Подобные разговоры мало-помалу сблизили нас, и я добилась того, чтобы он говорил со мною без снисхождения, как с самим собой.
– Не думайте, что я льщу вам, хваля ваш образ мыслей и действий, – говорил мне дядя. – Я уважаю человека, который отчетливо знает, чего хочет, неутомимо совершенствуется, понимает, какие средства потребны для достижения его цели, умеет овладеть и воспользоваться ими; велика или мала его цель, заслуживает ли похвалы или хулы – это для меня вопрос второстепенный. Верьте мне, моя милая, львиная доля всех бед и того, что в мире именуют злом, происходит от беспечности человека, которому недосуг по-настоящему осознать свои цели и, даже осознав их, всерьез взяться за их осуществление. Так люди, коим известно, что можно и должно построить башню, расходуют на фундамент не больше камня и труда, чем потребно для шалаша. Вот у вас, мой друг, высшей потребностью было прийти в согласие со своими нравственными запросами, но если бы вы, не дерзнув пойти на столь большие жертвы, удовлетворились бы семейным кругом в угоду жениху, а может быть, и супругу, вам при вечном разладе с самой собой не знавать бы отрадной минуты.

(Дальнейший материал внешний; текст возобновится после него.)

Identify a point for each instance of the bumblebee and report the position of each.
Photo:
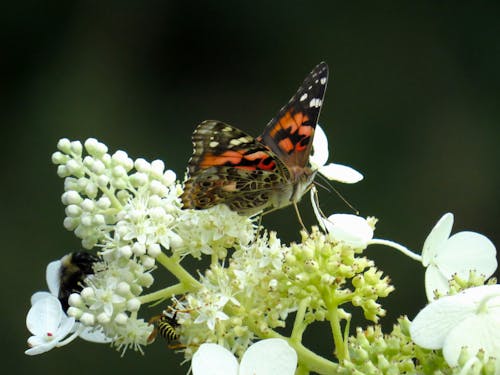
(164, 325)
(74, 268)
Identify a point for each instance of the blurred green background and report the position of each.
(413, 103)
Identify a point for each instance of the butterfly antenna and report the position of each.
(299, 217)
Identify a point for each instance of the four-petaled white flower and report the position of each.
(332, 171)
(469, 319)
(445, 256)
(350, 229)
(48, 324)
(266, 357)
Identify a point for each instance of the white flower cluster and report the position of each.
(130, 210)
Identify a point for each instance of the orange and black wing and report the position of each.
(289, 135)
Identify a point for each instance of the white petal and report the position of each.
(269, 357)
(213, 359)
(433, 324)
(319, 154)
(436, 238)
(93, 335)
(435, 280)
(44, 316)
(351, 229)
(479, 331)
(38, 346)
(465, 251)
(52, 276)
(38, 296)
(341, 173)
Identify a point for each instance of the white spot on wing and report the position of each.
(315, 103)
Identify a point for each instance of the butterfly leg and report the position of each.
(300, 217)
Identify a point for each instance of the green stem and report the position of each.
(307, 359)
(340, 348)
(298, 325)
(398, 247)
(184, 277)
(164, 293)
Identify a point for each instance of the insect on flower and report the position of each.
(252, 175)
(166, 326)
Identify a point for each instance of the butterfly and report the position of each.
(251, 175)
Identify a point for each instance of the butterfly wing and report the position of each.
(289, 135)
(229, 166)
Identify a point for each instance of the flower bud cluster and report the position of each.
(321, 269)
(372, 352)
(239, 301)
(132, 212)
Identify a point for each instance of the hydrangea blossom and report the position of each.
(459, 254)
(332, 171)
(47, 323)
(266, 357)
(469, 319)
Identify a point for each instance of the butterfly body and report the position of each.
(250, 174)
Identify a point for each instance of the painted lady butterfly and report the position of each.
(254, 174)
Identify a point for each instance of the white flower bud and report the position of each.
(63, 171)
(103, 203)
(125, 251)
(88, 161)
(139, 249)
(169, 177)
(64, 145)
(157, 167)
(59, 158)
(75, 300)
(133, 304)
(91, 190)
(76, 147)
(87, 293)
(141, 165)
(70, 223)
(158, 188)
(121, 318)
(154, 200)
(119, 171)
(98, 167)
(120, 183)
(88, 205)
(95, 148)
(73, 210)
(74, 312)
(157, 213)
(103, 318)
(71, 197)
(123, 288)
(98, 220)
(121, 157)
(74, 167)
(139, 179)
(147, 261)
(123, 195)
(154, 250)
(87, 319)
(176, 241)
(146, 280)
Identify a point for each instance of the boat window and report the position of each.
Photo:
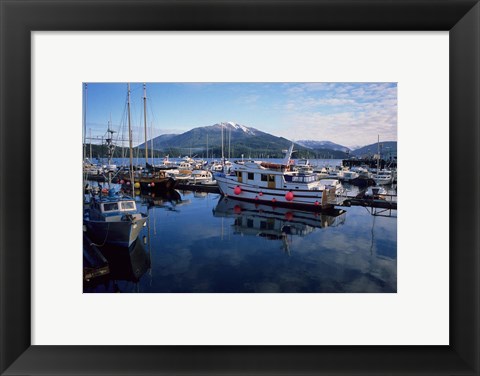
(128, 205)
(110, 206)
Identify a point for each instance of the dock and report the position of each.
(388, 202)
(209, 188)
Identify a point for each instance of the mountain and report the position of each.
(387, 149)
(310, 144)
(248, 141)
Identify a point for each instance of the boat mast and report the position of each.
(85, 125)
(378, 153)
(151, 143)
(130, 140)
(145, 120)
(110, 151)
(229, 138)
(223, 157)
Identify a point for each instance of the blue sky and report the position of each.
(351, 114)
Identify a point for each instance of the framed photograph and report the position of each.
(231, 285)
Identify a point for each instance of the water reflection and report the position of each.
(208, 244)
(127, 266)
(275, 223)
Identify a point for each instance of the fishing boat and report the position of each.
(201, 177)
(376, 192)
(113, 219)
(276, 184)
(110, 217)
(383, 177)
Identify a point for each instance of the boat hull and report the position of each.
(304, 199)
(121, 233)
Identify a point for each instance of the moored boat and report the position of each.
(113, 219)
(277, 184)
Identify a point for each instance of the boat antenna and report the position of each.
(145, 120)
(288, 155)
(130, 141)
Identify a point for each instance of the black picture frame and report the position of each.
(18, 18)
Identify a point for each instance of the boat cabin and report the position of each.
(118, 206)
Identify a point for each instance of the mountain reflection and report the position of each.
(275, 223)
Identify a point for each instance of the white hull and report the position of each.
(273, 196)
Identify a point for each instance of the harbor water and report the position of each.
(203, 243)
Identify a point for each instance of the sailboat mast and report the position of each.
(130, 139)
(151, 142)
(229, 138)
(145, 119)
(223, 157)
(378, 153)
(85, 124)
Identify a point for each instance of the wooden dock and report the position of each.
(198, 188)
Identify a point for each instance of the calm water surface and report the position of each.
(201, 243)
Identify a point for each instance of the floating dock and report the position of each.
(209, 188)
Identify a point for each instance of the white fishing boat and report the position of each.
(201, 177)
(346, 175)
(383, 177)
(276, 184)
(377, 192)
(110, 217)
(113, 219)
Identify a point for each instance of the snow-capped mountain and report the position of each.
(311, 144)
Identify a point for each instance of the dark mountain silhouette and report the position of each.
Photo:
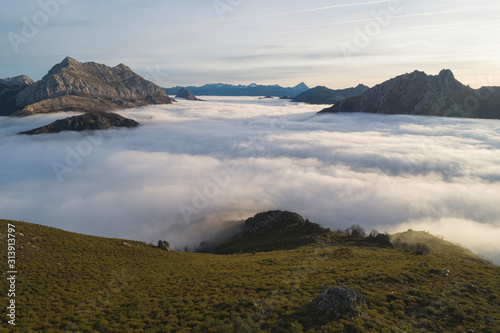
(420, 94)
(85, 122)
(221, 89)
(324, 95)
(9, 89)
(183, 93)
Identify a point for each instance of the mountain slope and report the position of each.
(324, 95)
(183, 93)
(221, 89)
(73, 282)
(9, 89)
(86, 122)
(74, 86)
(420, 94)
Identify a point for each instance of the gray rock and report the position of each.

– Вы произнесли слово «жертва», – подхватила я, – а мне не раз приходило на ум, что ради высшей цели, все равно что ради божества, мы приносим самую ничтожную жертву, хотя и любезную нашему сердцу, как охотно и радостно привели бы на заклание любимую овечку ради здоровья обожаемого отца.

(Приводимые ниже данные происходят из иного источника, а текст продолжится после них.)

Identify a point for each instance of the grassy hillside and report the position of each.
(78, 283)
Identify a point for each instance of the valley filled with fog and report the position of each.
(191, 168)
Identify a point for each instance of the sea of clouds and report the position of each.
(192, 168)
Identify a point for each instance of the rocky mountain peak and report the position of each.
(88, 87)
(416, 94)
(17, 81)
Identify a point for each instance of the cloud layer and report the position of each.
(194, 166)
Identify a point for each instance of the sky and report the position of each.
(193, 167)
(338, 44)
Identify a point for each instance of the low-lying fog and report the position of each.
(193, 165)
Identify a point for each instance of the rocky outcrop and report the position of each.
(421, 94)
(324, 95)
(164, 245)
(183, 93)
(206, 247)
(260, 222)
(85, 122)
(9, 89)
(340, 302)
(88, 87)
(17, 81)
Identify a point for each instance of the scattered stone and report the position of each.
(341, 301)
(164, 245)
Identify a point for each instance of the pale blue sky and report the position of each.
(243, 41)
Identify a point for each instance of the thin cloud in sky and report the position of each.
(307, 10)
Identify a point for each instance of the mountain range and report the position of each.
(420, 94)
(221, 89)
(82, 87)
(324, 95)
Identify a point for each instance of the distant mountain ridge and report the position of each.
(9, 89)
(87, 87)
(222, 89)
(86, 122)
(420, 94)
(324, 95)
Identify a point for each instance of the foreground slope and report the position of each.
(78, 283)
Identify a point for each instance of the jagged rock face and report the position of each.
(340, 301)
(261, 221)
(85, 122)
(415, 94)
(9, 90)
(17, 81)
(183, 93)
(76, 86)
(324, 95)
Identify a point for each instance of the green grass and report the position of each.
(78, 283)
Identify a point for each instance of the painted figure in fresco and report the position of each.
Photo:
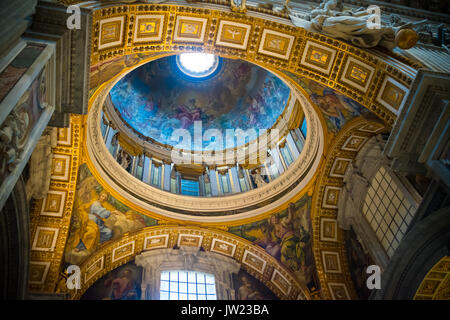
(292, 246)
(189, 113)
(269, 242)
(258, 179)
(98, 214)
(124, 159)
(247, 292)
(124, 287)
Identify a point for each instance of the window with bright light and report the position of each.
(187, 285)
(197, 65)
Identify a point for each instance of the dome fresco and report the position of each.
(157, 98)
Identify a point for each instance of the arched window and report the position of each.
(187, 285)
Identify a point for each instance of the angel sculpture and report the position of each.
(357, 26)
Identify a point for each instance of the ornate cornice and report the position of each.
(179, 207)
(262, 265)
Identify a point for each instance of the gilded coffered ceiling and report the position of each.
(348, 95)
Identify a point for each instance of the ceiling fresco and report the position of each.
(98, 218)
(156, 99)
(337, 109)
(287, 236)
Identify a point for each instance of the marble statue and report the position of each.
(355, 26)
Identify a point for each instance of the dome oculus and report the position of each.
(197, 65)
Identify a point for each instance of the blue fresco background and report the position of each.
(155, 99)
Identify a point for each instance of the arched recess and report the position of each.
(382, 73)
(427, 243)
(252, 258)
(328, 238)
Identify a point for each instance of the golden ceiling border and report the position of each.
(49, 232)
(99, 159)
(364, 79)
(106, 260)
(329, 243)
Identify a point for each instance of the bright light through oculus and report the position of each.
(197, 65)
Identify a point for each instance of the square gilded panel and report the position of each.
(318, 57)
(38, 272)
(330, 197)
(45, 239)
(353, 143)
(254, 261)
(223, 247)
(65, 136)
(338, 291)
(328, 229)
(189, 29)
(357, 74)
(232, 34)
(331, 262)
(276, 44)
(392, 95)
(61, 167)
(111, 32)
(94, 268)
(190, 240)
(372, 127)
(53, 204)
(156, 242)
(148, 28)
(123, 251)
(281, 282)
(339, 167)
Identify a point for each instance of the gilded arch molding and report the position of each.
(384, 77)
(182, 208)
(375, 79)
(252, 258)
(328, 239)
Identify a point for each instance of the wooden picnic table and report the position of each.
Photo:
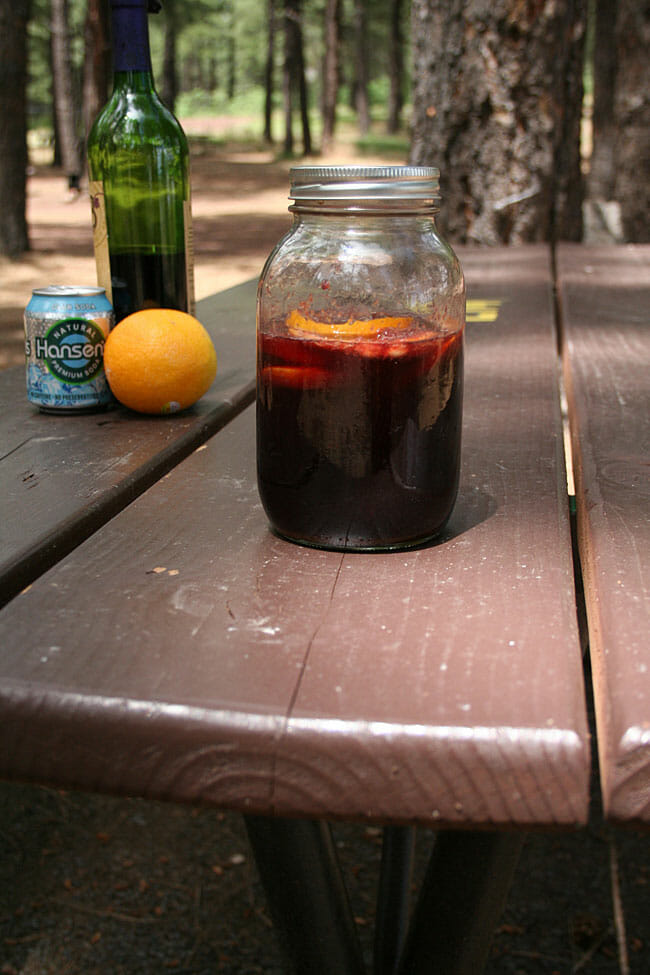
(157, 640)
(604, 295)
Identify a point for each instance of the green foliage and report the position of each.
(221, 54)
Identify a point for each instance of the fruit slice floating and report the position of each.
(354, 328)
(296, 377)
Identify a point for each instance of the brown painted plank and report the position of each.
(605, 300)
(185, 652)
(64, 476)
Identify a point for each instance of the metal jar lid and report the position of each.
(364, 183)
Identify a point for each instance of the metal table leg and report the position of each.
(393, 897)
(462, 897)
(306, 894)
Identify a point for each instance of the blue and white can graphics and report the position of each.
(65, 331)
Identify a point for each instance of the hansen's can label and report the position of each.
(65, 331)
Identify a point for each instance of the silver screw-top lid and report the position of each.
(364, 183)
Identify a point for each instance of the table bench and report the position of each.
(176, 649)
(604, 295)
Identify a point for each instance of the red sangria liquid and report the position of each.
(358, 436)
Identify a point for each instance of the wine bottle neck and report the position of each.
(131, 55)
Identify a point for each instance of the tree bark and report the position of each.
(601, 179)
(331, 73)
(97, 61)
(294, 76)
(395, 66)
(632, 114)
(268, 72)
(14, 16)
(169, 85)
(65, 100)
(361, 102)
(497, 106)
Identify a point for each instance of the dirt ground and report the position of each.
(91, 885)
(239, 209)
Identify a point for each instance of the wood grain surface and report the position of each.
(605, 300)
(185, 652)
(63, 476)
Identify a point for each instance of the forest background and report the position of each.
(537, 112)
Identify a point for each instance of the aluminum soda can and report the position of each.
(65, 331)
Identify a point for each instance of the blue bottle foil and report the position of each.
(65, 331)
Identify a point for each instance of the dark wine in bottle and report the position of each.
(138, 164)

– Что бы ни повелевало нам – разум или чувство – предпочесть одно другому, сделать выбор между тем или другим, – заявил он, – на мой взгляд, решимость и последовательность – достойнейшие качества человека. Нельзя одновременно иметь товар и деньги, и худо тому, кто льстится на товар, а деньги отдать жалеет; и одинаково худо тому, кто раскаивается в затрате, получив в руки товар. Но я и не думаю порицать людей за это, виноваты, в сущности, не они, а то сложное положение, в котором они находятся, не умея найти из него выход. Так, например, вы, как правило, встретите меньше плохих хозяев в деревне, чем в городе, и в мелких городах меньше, чем в крупных. Почему? Человек рожден с ограниченным кругозором; ему видны простые, близкие, определенные цели, он привыкает пользоваться теми средствами, что у него под руками; но, попав в менее ограниченные пределы, он перестает понимать, чего хочет, что от него требуется, и тут уж не имеет значения, теряется ли он от обилия новых предметов, или голова идет у него кругом от их великолепия и достоинства. Горе ему, если он вздумает домогаться того, с чем не может быть связан регулярной и самостоятельной деятельностью.
– Поистине, без должной серьезности ничего в мире не достигнешь, – продолжал он, – а у тех, кого мы именуем образованными людьми, немного видишь серьезности; я сказал бы, что к работе, к делам, к искусству и даже к развлечениям они подходят с опаской, словно обороняясь; люди живут, как прочитывают пачку газет, – лишь бы отделаться, и мне при этом приходит на память тот молодой англичанин в Риме, который вечером похвалялся перед собеседниками, что за нынешний день сбыл с плеч шесть церквей и две галереи. Люди хотят узнать и увидеть очень многое, но именно то, что их совсем не касается, а того не разумеют, что, глотая воздух, голода не утолишь. Знакомясь с человеком, я первым делом спрашиваю, чем он занимается и как, в каком порядке. А выслушав ответ, я на всю жизнь определяю свое отношение к нему.